O assunto evangélicos na política é um universo inesgotável, que se amplia enquanto o chamado “mercado religioso brasileiro se alarga”. Quem quiser aprofundar o tema, há vasta bibliografia produzida pelo mundo acadêmico à disposição.

Na verdade, o que está acontecendo na vida brasileira é a substituição da velha matriz católica do país – a Nação, não esquecer, nasceu sob as bênçãos da Igreja e da Sé de Pedro. Assim, para mim parece até natural esse “avanço evangélico” no Congresso, embora a Pesquisa DataFolha diga que recomendações de líderes religiosos não influenciam na hora do voto.
Influencia, de alguma forma, pois, se não, como explicar a chamada Bancada Evangélica, em que, agora, até inclui o radical Jair Bolsonaro (mas ele votou contra Temer, na Câmara, quarta-feira)?

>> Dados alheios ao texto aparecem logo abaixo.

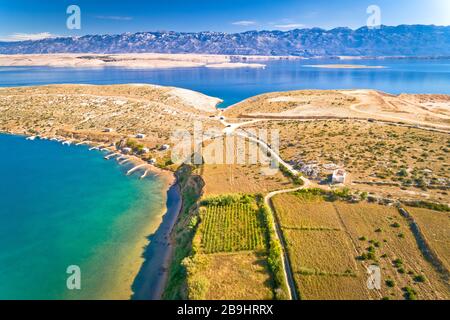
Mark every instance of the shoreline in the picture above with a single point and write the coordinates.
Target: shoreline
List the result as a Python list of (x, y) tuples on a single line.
[(149, 281)]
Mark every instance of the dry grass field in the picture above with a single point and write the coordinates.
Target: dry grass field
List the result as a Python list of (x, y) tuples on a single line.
[(331, 244), (224, 178), (424, 110), (435, 226), (127, 109)]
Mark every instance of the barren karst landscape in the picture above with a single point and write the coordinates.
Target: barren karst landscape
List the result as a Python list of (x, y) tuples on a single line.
[(295, 232)]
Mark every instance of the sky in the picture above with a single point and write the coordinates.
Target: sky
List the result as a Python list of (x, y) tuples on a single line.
[(36, 19)]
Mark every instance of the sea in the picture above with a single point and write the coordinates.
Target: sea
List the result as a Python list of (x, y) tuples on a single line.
[(65, 206)]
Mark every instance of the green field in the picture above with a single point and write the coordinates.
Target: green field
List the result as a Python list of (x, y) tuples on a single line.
[(230, 228)]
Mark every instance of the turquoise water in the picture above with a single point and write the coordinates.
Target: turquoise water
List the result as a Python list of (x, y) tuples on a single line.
[(64, 206), (234, 85)]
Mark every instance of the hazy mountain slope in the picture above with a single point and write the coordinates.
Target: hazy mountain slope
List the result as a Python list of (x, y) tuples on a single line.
[(404, 40)]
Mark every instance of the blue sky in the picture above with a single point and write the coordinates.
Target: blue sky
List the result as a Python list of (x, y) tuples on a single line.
[(21, 19)]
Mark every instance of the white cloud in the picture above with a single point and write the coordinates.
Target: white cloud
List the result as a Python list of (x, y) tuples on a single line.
[(116, 18), (244, 23), (289, 26), (27, 36)]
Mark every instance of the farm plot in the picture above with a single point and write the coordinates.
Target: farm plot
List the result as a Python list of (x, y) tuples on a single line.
[(234, 227), (435, 226), (331, 244)]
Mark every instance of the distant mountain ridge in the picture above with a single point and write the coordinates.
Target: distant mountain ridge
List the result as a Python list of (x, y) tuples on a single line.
[(403, 40)]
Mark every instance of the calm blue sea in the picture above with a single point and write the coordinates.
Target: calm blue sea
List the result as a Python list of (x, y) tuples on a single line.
[(63, 206), (234, 85)]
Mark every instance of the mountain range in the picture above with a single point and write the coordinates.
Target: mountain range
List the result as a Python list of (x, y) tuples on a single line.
[(403, 40)]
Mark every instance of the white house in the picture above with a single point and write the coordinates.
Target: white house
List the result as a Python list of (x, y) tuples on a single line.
[(338, 176), (127, 150), (164, 147)]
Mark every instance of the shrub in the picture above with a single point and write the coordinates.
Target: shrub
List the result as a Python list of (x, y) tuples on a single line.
[(395, 225), (419, 278), (398, 263), (410, 293), (390, 283)]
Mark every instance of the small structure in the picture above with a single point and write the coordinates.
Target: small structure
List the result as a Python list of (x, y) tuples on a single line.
[(338, 176), (127, 150), (164, 147)]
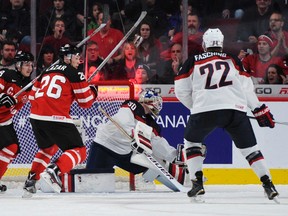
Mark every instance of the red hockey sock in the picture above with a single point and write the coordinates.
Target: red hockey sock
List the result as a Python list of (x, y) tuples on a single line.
[(70, 158), (7, 154), (42, 159)]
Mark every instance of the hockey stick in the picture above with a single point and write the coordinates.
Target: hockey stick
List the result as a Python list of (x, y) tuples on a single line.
[(276, 122), (166, 177), (143, 14), (56, 62)]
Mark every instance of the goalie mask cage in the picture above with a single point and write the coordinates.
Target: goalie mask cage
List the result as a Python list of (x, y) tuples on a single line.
[(111, 94)]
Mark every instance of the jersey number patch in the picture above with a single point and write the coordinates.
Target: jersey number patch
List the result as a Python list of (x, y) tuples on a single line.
[(224, 66), (54, 90)]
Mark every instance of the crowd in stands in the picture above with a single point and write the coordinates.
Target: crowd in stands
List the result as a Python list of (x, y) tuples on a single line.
[(254, 30)]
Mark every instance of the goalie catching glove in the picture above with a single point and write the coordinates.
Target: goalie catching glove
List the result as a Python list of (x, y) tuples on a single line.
[(94, 90), (264, 116), (7, 100)]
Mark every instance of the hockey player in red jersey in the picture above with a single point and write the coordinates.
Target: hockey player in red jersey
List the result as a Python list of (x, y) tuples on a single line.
[(51, 98), (11, 81), (218, 93)]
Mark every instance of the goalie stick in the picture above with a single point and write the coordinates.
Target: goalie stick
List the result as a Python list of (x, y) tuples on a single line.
[(56, 62), (276, 122), (159, 171), (141, 17)]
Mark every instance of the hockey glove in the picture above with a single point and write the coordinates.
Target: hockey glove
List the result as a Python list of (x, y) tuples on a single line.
[(264, 117), (7, 100), (94, 90)]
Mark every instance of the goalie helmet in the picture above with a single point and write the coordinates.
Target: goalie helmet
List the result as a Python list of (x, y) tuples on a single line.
[(68, 50), (153, 100), (212, 38)]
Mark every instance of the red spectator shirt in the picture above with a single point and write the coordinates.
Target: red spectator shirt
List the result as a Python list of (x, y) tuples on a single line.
[(12, 82), (108, 42), (54, 92), (257, 68)]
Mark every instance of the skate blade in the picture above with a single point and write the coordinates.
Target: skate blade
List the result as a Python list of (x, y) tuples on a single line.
[(45, 178), (26, 194), (197, 199)]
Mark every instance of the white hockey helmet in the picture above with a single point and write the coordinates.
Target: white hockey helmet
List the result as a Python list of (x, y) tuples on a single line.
[(212, 38), (153, 100)]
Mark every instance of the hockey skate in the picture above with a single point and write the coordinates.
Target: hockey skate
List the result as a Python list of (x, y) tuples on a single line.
[(51, 178), (3, 188), (197, 188), (29, 186), (269, 188)]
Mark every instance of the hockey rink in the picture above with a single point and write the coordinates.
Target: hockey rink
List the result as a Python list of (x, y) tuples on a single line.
[(236, 200)]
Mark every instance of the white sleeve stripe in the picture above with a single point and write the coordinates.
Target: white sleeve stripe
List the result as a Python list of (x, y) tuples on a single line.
[(7, 151), (71, 158), (5, 159), (82, 90), (45, 154)]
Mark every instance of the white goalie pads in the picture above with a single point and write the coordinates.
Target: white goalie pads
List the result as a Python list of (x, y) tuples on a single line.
[(142, 136)]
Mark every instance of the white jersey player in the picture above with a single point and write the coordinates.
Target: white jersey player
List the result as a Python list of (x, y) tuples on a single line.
[(111, 147), (216, 90)]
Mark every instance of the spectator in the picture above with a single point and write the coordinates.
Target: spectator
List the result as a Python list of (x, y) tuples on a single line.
[(255, 21), (144, 75), (8, 52), (126, 67), (150, 48), (256, 64), (93, 61), (172, 65), (194, 35), (274, 75), (107, 38), (278, 35), (57, 39), (59, 10), (16, 18), (46, 58)]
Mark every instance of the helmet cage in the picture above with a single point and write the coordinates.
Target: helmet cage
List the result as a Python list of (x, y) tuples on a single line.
[(153, 101)]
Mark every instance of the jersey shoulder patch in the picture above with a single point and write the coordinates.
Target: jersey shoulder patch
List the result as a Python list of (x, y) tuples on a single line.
[(136, 108)]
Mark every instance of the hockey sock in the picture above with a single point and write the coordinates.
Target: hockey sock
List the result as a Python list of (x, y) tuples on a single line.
[(70, 158), (194, 157), (42, 159), (7, 154)]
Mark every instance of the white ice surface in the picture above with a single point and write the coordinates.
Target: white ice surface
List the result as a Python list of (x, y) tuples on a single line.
[(236, 200)]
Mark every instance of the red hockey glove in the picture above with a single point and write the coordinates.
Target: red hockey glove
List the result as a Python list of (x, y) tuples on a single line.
[(94, 90), (264, 117), (7, 100)]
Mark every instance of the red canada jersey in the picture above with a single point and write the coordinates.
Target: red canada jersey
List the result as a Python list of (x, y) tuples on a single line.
[(11, 82), (54, 92)]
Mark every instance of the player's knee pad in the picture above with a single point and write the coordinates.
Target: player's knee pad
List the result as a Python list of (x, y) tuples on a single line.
[(10, 151), (50, 150), (192, 149), (252, 154)]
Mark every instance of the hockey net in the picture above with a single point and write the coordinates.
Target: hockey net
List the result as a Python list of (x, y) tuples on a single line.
[(110, 97)]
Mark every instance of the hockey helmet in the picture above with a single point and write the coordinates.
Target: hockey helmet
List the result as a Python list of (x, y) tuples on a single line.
[(212, 38), (153, 100), (68, 50)]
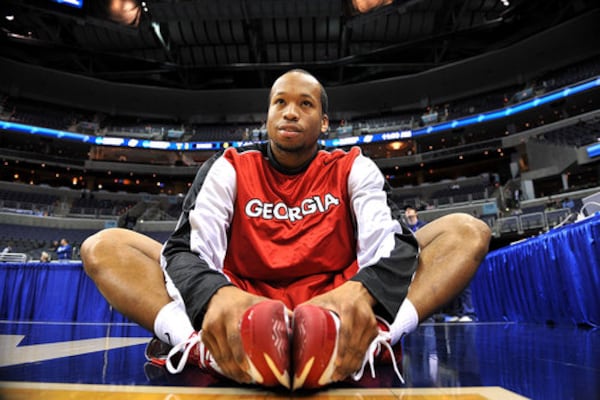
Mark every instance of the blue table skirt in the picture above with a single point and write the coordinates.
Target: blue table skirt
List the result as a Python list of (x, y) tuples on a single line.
[(51, 292), (551, 278), (554, 277)]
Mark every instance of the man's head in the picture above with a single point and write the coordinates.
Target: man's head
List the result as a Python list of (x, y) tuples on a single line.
[(297, 116), (411, 215)]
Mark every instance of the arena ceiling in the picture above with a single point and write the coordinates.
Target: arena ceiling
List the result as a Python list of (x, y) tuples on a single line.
[(206, 44)]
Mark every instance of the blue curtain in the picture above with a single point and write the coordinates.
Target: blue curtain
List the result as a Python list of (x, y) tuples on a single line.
[(53, 292), (552, 278)]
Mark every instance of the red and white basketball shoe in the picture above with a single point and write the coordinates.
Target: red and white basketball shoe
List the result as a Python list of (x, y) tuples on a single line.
[(315, 343), (265, 330), (314, 346)]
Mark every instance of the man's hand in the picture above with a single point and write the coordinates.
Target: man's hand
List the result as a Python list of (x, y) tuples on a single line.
[(221, 330), (358, 326)]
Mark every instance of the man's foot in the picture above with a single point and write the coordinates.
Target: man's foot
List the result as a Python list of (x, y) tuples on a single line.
[(376, 352), (315, 340), (265, 330)]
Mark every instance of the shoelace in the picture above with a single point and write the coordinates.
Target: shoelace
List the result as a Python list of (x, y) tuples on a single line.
[(187, 347), (382, 339)]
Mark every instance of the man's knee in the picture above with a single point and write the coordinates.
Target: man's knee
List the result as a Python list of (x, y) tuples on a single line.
[(463, 228), (94, 247), (471, 230)]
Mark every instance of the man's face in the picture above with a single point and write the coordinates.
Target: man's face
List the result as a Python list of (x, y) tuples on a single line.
[(295, 119), (411, 215)]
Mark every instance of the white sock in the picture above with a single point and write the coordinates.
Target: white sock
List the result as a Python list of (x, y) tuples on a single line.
[(405, 322), (172, 325)]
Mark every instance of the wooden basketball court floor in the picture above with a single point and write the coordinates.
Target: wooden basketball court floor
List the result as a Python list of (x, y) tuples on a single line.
[(461, 361)]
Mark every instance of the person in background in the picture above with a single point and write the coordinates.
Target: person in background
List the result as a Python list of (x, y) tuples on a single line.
[(64, 250), (412, 218), (45, 257)]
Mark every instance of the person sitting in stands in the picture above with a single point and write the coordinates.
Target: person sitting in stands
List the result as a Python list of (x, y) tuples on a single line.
[(65, 250)]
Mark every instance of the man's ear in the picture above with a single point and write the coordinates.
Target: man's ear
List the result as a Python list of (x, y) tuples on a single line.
[(324, 123)]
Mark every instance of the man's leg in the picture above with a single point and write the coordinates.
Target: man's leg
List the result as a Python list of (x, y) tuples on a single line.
[(125, 267), (452, 247)]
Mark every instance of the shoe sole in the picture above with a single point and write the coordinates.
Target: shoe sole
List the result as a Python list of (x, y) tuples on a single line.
[(315, 340), (265, 338)]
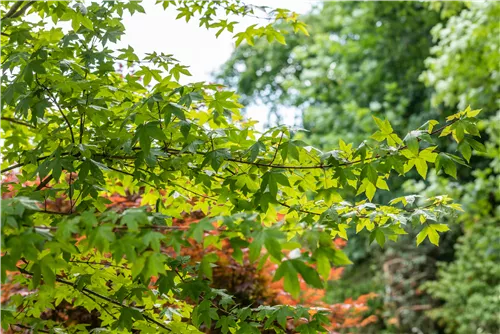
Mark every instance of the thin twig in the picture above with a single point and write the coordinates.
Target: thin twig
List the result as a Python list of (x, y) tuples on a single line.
[(98, 295), (13, 120), (59, 108)]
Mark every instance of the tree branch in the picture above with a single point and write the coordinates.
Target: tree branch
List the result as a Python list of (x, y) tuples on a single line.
[(59, 108), (13, 120), (12, 10), (22, 10), (98, 295)]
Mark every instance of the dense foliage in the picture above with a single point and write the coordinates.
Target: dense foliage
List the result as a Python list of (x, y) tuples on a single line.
[(407, 62), (77, 131)]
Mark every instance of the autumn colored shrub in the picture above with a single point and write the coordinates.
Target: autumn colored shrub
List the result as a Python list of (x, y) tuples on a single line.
[(251, 284)]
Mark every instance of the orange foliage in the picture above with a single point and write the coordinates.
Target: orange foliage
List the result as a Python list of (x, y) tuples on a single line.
[(249, 284)]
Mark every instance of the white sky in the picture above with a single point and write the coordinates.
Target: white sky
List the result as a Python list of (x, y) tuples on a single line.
[(195, 46)]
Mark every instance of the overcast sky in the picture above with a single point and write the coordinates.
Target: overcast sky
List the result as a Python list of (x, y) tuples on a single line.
[(159, 31)]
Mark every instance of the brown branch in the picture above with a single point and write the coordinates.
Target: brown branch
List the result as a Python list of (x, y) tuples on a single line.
[(22, 10), (12, 10), (44, 182), (98, 295), (32, 330), (13, 120), (60, 110)]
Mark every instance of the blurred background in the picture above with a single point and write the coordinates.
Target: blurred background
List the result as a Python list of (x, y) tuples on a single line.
[(407, 61)]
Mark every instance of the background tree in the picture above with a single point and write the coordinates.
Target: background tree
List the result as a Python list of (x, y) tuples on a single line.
[(406, 62), (77, 132)]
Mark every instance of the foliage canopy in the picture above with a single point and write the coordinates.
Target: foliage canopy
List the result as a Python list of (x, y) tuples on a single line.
[(71, 121)]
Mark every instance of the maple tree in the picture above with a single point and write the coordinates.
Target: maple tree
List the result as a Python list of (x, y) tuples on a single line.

Acho que indicações de pastores não tem influenciado em eleições para o executivo; mesmo assim, a forte presença evangélica já garantiu a eleição de um bispo licenciado da Igreja Universal na Prefeitura do Rio. Ele, Marcello Crivella, é a aposta da IURD para próximas batalhas em busca da Presidência da República, aposta que, estou certo, não garantirá votação evangélica maciça no indicado de Edir Macedo, porque não existe muita afinidade entre os evangélicos históricos e os neopentecostais. Nem entre a maioria dos pentecostais (como Evangelho Quadrangular e assembleias de Deus) com a IURD.

Observo, a propósito: o mais antigo ramo pentecostal criado no Brasil, a Congregação Cristã no Brasil (sete meses antes das assembleias de Deus, em 1911), por questão doutrinária não se envolve e não deixa seus membros se envolverem em política.
Outro segmento religioso que abomina a política, também por questão de fé, é o das Testemunhas de Jeovah. Mas elas não são evangélicas. Pertencem, a um universo outro de classificação no mundo do sagrado, assim como os Mórmons.